The Federal Motor Carrier Safety Administration floated a 68 mph speed limit for heavy-duty trucks on Monday — before backtracking, saying the measure was still under consideration.
The detail was initially published as part of an annual Department of Transportation report on agency priorities. By Tuesday morning, however, the agency had removed the exact speed limit after trade groups and media organizations spotted the language.
FMCSA spokesperson Kala Wright told Trucking Dive the agency removed a mention of a 68 mph maximum speed limit because it is unofficial and requires further review before being proposed in a supplemental notice of proposed rulemaking.
"No decision has been made on the maximum speed limit that would be proposed in the upcoming SNPRM," Wright told Trucking Dive.
However, the updated language reveals FMCSA officials still estimate they will release their latest proposal on the long-anticipated rule by Dec. 29, as they had previously pledged to do.
The agency and outside consultants analyzed a mountain of feedback — more than 15,000 responses — received during a public comment period on speed limiters.
The technology is a hotly divisive topic in trucking, with the American Trucking Associations supporting its use and the Owner-Operator Independent Drivers Association opposing it.
ATA’s membership skews toward large trucking fleets, many of which already deploy speed limiters.
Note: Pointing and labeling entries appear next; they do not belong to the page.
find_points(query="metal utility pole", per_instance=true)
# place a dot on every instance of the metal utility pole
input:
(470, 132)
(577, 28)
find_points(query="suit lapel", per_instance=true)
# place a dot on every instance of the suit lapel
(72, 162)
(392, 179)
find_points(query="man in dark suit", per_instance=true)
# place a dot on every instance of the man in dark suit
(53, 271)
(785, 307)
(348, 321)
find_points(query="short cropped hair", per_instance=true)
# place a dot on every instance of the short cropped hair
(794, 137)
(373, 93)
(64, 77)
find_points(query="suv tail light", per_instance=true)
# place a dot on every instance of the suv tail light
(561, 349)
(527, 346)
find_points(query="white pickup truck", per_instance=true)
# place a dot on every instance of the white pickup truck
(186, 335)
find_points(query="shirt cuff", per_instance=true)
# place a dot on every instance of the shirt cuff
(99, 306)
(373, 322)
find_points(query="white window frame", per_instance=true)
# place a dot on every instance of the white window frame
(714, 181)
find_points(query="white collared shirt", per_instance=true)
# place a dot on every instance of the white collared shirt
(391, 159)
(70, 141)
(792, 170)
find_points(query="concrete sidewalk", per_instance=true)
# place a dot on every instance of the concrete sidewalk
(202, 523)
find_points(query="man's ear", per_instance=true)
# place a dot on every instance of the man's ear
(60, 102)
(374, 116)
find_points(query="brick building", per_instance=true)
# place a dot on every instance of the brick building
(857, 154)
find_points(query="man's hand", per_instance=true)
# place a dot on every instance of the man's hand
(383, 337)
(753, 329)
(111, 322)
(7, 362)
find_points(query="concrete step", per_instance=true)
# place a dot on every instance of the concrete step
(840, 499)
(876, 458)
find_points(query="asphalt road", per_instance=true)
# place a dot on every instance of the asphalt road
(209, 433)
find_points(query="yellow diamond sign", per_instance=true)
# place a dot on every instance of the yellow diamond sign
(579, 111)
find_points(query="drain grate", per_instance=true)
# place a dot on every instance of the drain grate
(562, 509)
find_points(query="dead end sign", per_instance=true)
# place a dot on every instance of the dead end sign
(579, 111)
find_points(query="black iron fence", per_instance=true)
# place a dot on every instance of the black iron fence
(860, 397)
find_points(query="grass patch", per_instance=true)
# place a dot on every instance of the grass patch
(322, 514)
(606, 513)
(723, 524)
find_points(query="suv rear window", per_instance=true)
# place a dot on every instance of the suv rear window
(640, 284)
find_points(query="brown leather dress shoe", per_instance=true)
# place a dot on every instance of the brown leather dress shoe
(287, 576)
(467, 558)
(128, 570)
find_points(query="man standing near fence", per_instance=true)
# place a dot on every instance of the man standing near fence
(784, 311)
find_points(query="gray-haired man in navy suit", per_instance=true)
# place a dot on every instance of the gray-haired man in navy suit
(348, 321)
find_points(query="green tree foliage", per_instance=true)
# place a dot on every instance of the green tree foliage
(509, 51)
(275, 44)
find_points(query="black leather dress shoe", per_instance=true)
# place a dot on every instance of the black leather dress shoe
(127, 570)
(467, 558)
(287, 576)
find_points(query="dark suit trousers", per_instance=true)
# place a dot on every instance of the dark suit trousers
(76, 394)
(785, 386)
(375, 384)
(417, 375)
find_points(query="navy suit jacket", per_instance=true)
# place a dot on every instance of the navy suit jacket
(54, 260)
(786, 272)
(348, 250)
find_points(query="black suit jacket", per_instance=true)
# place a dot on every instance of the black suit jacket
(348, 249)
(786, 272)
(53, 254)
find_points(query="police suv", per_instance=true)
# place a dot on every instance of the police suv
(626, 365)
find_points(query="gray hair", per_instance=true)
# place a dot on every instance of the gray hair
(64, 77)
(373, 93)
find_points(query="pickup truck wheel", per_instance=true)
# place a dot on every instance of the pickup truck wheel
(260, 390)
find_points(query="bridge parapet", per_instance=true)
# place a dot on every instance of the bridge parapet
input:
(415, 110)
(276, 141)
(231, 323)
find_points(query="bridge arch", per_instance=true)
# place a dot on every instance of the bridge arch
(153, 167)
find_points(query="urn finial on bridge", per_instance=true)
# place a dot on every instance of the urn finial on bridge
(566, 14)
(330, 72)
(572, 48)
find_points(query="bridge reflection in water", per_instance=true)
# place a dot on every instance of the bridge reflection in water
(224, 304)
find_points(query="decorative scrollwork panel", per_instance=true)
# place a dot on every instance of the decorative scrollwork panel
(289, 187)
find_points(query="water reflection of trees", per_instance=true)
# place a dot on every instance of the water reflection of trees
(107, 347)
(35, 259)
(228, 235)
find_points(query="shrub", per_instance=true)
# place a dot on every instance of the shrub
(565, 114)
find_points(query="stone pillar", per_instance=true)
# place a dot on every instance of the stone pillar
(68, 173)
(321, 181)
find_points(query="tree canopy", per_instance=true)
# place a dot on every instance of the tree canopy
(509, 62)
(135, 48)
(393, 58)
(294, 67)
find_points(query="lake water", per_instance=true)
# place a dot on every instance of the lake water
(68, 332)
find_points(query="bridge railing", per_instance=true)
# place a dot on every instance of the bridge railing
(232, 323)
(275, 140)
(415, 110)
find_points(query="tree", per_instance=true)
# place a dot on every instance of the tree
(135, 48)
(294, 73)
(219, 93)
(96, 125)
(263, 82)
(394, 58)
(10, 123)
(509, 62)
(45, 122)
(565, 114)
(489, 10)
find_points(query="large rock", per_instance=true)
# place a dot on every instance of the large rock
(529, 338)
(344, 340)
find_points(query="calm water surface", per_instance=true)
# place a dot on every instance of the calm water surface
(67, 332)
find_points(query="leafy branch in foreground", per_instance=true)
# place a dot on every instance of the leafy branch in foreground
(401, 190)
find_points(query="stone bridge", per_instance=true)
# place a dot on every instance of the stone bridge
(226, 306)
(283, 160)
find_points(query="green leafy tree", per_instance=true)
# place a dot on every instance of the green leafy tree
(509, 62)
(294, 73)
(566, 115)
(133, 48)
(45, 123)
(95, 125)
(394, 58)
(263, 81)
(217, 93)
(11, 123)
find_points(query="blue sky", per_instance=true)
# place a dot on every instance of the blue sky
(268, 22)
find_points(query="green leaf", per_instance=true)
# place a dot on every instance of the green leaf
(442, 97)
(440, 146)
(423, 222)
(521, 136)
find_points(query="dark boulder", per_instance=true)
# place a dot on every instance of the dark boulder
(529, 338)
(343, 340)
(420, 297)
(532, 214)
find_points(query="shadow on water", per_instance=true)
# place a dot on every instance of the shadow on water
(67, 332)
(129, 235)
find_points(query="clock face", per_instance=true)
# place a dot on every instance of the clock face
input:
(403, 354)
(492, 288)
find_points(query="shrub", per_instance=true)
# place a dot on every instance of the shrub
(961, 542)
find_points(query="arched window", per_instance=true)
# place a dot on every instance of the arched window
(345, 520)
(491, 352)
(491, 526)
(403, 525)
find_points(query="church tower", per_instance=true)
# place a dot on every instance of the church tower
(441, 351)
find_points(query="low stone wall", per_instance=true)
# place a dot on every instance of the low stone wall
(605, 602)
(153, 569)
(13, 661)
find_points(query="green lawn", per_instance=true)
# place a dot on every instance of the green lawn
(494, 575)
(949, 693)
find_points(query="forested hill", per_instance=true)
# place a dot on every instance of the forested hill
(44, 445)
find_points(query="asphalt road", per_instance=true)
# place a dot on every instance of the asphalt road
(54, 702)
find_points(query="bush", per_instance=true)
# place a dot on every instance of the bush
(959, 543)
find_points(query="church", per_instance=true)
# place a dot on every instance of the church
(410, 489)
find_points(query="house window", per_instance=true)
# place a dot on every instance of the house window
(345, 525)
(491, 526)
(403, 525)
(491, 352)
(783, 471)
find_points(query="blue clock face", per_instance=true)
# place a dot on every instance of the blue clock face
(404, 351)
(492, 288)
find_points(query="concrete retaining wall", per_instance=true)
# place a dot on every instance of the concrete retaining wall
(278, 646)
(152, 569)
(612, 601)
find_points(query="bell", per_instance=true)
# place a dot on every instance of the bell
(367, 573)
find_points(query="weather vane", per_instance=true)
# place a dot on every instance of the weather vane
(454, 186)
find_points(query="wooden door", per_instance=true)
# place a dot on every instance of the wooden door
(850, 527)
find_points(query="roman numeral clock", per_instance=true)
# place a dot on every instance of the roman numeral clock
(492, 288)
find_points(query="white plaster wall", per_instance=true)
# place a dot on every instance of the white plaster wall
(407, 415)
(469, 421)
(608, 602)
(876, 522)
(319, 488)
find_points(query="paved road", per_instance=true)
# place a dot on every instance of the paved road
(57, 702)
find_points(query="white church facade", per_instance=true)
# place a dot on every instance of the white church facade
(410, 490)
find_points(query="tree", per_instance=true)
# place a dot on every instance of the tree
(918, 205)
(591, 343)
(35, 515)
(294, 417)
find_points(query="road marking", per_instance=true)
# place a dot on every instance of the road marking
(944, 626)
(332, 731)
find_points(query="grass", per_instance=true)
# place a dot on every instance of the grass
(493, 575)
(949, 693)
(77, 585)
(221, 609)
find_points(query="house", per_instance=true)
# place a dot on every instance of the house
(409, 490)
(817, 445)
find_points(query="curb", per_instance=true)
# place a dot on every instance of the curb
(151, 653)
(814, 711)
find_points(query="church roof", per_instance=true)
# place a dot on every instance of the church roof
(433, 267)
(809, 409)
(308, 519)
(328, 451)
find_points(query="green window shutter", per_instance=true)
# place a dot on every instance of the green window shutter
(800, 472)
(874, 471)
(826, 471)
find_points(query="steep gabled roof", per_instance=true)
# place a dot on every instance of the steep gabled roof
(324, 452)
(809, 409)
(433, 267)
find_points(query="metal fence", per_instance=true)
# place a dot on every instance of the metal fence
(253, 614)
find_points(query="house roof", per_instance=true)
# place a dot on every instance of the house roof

OOIDA, which primarily consists of small businesses and owner-operators, views requiring the tech as removing one of their last advantages over larger competitors that use it.
Forcing trucks to drive slower than the flow of traffic increases interactions between vehicles and leads to more crashes, OOIDA President Todd Spencer said.
“This isn’t safe for truckers, but especially not safe for passenger vehicle drivers sharing the road with trucks,” Spencer said.